Schwanenpaar (Foto: Pixabay/hansbenn)

Wilderei in Naturschutzgebiet Moselaue

  12.04.2020 | 08:15 Uhr

In der Moselaue zwischen Besch und Nennig haben offenbar Wilderer ihr Unwesen getrieben. Wie der NABU mitteilte, wurden dort mehrere Wasservögel und andere Tiere gefunden, die durch Schussverletzungen getötet wurden.

Aktuell wurden nach Angaben des Naturschutzbundes (NABU) Saar vier geschossene Höckerschwäne, ein Silberreiher, ein geschossenes Reh sowie ein Dachs gefunden. Bei den Schwänen wurde das Brustfleisch fachmännisch abgetrennt.

Wie der NABU berichtet, hätten Besucher des Gebietes eine sitzende Person mit einem Gewehr an einem Weiher gesehen.
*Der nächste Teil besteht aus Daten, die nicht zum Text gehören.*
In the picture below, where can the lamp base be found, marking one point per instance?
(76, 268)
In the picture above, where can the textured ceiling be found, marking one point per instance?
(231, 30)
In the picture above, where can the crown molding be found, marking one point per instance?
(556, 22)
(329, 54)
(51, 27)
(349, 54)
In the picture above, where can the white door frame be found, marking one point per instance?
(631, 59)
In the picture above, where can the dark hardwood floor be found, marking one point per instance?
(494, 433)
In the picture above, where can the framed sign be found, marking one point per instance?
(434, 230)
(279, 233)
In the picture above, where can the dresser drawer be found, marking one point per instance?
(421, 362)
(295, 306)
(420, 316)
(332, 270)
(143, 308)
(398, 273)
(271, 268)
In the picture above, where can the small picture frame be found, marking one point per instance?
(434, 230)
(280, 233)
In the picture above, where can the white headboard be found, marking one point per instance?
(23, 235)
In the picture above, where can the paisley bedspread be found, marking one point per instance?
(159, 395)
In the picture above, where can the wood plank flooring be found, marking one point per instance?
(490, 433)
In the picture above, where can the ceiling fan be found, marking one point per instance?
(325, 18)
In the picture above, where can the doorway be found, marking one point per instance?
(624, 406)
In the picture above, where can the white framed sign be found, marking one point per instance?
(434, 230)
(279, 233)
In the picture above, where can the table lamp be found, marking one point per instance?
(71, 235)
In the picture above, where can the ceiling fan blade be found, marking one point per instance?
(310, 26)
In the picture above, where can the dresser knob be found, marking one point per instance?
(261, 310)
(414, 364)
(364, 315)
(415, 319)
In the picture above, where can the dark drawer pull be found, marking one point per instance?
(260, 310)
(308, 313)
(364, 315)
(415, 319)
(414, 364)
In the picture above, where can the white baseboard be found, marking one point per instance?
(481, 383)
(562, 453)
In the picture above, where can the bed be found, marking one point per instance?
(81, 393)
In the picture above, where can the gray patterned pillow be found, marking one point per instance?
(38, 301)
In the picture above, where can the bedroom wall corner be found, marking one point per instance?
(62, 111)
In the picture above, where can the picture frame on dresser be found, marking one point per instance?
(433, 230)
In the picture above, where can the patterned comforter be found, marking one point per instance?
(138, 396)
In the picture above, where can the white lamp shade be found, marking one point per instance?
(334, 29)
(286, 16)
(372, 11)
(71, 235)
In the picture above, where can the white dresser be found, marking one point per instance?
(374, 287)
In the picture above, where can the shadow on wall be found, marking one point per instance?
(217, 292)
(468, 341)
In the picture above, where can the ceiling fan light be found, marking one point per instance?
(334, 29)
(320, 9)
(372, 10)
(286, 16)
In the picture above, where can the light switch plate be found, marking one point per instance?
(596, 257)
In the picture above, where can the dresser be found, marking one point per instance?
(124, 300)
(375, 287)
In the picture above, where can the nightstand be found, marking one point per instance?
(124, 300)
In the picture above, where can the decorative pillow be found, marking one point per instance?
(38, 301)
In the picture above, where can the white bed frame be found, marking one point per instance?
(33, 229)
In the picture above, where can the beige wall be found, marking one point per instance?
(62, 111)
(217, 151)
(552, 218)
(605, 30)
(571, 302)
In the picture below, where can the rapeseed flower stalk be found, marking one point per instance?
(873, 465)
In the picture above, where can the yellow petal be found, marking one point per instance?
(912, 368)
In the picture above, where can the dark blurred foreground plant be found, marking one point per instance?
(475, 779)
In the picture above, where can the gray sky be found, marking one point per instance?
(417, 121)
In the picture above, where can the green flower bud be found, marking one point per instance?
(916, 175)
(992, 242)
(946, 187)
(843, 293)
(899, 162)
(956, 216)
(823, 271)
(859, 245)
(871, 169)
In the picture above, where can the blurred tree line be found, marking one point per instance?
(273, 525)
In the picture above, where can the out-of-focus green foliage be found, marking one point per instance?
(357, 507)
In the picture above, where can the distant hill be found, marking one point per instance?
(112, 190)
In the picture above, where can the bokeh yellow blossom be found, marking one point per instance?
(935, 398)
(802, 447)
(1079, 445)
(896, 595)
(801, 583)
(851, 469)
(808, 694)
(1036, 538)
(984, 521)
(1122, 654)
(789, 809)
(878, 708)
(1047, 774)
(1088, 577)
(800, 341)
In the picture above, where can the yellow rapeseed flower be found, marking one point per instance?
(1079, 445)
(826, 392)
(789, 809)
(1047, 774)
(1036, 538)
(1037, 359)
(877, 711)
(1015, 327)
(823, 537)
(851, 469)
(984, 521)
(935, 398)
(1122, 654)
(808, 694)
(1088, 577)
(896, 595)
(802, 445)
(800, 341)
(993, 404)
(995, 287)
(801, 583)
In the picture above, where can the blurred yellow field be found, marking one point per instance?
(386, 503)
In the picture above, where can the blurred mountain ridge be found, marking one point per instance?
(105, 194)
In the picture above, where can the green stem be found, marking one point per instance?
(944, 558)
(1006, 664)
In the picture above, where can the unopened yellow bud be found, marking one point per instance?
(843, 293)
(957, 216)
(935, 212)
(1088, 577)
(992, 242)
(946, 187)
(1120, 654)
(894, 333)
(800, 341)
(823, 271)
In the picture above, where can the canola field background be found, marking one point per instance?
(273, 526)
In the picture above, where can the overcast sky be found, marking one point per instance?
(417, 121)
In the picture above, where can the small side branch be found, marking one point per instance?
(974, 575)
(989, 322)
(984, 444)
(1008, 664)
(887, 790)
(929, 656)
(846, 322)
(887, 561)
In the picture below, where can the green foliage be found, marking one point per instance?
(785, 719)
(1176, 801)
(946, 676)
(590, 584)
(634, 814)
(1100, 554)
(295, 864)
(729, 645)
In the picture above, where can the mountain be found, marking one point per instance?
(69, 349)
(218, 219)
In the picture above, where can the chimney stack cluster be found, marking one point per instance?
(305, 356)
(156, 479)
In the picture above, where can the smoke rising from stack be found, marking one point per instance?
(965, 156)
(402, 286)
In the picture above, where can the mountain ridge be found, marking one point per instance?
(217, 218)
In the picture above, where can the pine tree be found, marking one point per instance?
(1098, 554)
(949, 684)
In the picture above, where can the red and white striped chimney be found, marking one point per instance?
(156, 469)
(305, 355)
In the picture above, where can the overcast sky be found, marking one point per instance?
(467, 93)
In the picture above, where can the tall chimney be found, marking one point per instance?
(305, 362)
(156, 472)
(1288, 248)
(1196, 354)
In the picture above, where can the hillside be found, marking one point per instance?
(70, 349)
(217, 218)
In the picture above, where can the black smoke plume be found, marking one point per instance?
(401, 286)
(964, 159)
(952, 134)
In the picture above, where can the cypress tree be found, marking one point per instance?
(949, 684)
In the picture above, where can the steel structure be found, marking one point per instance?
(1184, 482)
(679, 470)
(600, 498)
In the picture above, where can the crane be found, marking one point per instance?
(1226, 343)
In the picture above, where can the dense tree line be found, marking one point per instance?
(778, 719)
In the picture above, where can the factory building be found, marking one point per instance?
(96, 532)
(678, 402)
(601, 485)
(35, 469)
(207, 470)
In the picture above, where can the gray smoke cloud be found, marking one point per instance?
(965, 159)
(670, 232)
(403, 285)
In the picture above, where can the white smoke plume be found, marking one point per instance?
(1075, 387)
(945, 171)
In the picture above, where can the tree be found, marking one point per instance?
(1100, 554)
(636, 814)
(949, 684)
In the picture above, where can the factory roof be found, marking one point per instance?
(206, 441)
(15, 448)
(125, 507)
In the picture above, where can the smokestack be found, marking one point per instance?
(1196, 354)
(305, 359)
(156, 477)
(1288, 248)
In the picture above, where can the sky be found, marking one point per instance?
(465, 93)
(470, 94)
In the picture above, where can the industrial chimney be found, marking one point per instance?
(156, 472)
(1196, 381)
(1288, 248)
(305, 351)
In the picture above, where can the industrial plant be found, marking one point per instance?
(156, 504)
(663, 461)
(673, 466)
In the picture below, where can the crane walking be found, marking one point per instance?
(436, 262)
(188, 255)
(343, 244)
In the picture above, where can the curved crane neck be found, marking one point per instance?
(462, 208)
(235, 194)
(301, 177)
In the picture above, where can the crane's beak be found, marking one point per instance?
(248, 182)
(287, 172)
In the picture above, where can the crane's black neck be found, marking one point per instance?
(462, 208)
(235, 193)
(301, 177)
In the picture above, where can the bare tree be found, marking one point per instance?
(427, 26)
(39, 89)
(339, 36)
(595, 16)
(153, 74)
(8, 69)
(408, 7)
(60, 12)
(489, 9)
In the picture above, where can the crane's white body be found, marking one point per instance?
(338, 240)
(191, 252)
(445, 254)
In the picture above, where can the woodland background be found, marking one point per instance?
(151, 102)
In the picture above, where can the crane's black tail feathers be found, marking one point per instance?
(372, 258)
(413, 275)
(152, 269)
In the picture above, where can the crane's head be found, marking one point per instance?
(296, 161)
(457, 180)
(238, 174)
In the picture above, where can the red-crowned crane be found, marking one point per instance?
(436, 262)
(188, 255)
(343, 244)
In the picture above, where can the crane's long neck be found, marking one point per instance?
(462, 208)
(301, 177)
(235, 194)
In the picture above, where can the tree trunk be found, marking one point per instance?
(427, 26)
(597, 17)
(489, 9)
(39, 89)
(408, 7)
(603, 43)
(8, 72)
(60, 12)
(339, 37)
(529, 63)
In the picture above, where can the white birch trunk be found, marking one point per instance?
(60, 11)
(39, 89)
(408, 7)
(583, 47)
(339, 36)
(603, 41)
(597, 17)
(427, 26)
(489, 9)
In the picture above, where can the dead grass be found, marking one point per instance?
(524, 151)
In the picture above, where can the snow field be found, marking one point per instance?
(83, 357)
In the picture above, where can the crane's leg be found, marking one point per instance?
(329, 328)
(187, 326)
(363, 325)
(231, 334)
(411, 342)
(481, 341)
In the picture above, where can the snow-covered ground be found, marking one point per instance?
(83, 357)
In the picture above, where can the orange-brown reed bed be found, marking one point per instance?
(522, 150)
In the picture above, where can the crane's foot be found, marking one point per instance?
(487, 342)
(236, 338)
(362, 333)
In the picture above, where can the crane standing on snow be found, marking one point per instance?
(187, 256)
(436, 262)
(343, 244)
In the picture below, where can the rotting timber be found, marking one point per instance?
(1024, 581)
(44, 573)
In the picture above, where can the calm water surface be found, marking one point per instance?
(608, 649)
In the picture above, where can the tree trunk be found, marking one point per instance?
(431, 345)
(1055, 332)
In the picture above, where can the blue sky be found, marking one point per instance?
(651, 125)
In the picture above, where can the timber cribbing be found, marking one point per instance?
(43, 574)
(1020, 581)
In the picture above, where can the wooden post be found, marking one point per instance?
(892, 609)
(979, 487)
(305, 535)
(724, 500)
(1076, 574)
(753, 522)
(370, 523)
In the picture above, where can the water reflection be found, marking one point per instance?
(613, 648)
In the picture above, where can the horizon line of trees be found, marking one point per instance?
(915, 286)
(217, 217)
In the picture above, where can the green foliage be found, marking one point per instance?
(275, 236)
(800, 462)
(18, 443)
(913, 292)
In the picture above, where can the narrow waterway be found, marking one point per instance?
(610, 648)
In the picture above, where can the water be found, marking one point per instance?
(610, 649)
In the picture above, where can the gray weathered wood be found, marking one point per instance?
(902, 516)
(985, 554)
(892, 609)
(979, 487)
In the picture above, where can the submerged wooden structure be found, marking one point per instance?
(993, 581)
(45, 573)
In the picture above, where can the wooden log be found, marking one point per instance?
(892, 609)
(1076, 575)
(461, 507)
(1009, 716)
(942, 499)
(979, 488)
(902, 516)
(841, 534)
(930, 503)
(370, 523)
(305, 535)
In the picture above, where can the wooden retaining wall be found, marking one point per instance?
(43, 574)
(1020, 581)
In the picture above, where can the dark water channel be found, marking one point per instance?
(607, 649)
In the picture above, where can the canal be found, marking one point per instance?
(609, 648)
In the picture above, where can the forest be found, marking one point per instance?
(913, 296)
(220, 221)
Zudem hätten Zeugen einen Schuss gehört. Die Polizei habe Ermittlungen aufgenommen. Der NABU bittet Wanderer, Radfahrer und Angler um verstärkte Aufmerksamkeit. Wer etwas Verdächtiges sehe, wird gebeten, es der Polizei zu melden.

Auenschutzgebiet mit europäischem Status

In der Moselaue zwischen Besch und Nennig liegt im Baggerweihergebiet das größte saarländische Auenschutzgebiet mit europäischem Schutzstatus. Neben zahlreichen privaten Weiherflächen und Teichen von Angelsportvereinen gehören der NABU-Stiftung nach eigenen Angaben dort große Schutzgebietsflächen. Das Gebiet sei ein überregional bedeutsames Rastgebiet für Wasservögel. Die Jagd auf Wasservögel ist dort verboten.